Haj doesn’t separate good from evil

Radicals and moderates alike will press flesh and embrace as brothers and sisters of one family when Muslims from around the world travel to Saudi Arabia next month to begin their annual pilgrimage of Haj. It is Islam’s most heralded custom at its holiest site without which a free pass to heaven — and a hobnob with those virgins — is not guaranteed.

Millions of believers — so many that governments set quotas — will swarm Mecca and Medina on a complex, back-breaking, emotional and violent journey to reflect and retrace the steps of the Prophet Muhammad, whose revelations there form the teachings of the world’s second largest religion — a distinction hijacked in recent years by its unchecked extremists.

After completing Haj, men and women refer to themselves as “haji” and “haja,” emblems of their piety which carry much clout in their communities.

First though, believers must perform an important task: beg forgiveness from people who they feel they have wronged.

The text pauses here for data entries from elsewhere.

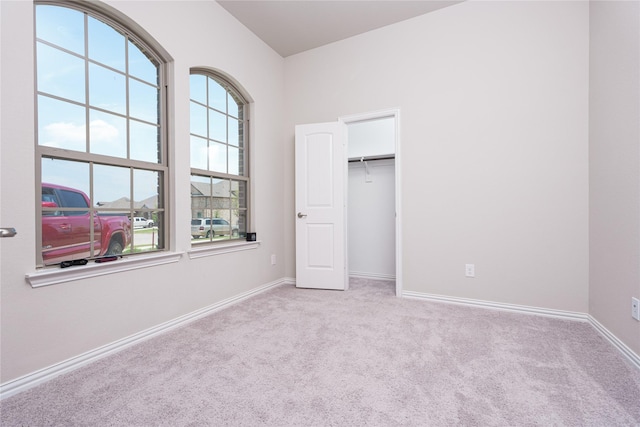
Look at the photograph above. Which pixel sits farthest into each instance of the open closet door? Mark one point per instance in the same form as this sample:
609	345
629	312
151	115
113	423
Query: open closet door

Surely, that should include the close to 3,000 victims of 9-11 and their heartbroken families, whose suffering continues with the raging debate over to-mosque-or-not-to-mosque near Ground Zero. That debacle has spotlighted the character of the Muslim leadership, and it is not a pretty portrait for it reveals the mind-set of a community which handily cries victim and is not concerned with the moral illegitimacy of the project, nor with the heartache of New Yorkers to which it has paid only lukewarm lip service since 9-11.

Blind faith helps no one unless it is for the greater good of all humankind. As they prepare for Haj, Muslims everywhere bear a responsibility to reflect on a world in crisis, and which their fellow faithful have pushed to the limits of destruction and despair. What better place to set the ball of consciousness rolling than at Haj?

Nor is it enough for organizations, such as the Council on Islamic-American Relations or the Organization of the Islamic Conference, which touts itself as the second largest inter-governmental organization after the United Nations with a membership of 57 states in four continents, to dismiss radical Islam as the handiwork of a handful of renegades. The reality shows the opposite, and is grimly illustrated by hajis who are virulently anti-American, anti-Semitic and proud terrorists. Such as al Qaeda mastermind Haji Ayman al-Zawahiri who helped hatch and fine-tune the 9-11 attacks. Such as Pakistani Taliban lord Haji Muslim Khan, whose blood lust for beheading, logging, plus digging up and hanging the dead is on the public record. Such as Iranian President Haji Mahmoud Ahmadinejad, who blames the United States for 9-11, denies the Holocaust and wants Israel wiped “off the map.” These are the types of miscreants whose poisonous biases and actions are reconciled — even forgiven — by the Muslim brotherhood simply because of their Haj bragging rights.

Is it any coincidence, too, that Haj boasts a history of violence? In 2007, the Saudis rounded up more than 200 suspected al Qaeda militants in an embarrassing anti-terrorism sweep. In 2006, 362 pilgrims died as a result of barbaric tramplings by fellow pilgrims. And in 1979, hundreds of armed extremists seized control of the Grand Mosque in Mecca, taking several hundred pilgrims hostage for a two-week siege that resulted in the deaths of hundreds.

Ultimately, a religion is dictated by its followers and Islam is being navigated off-course by its zealots — with its moderates paving the way.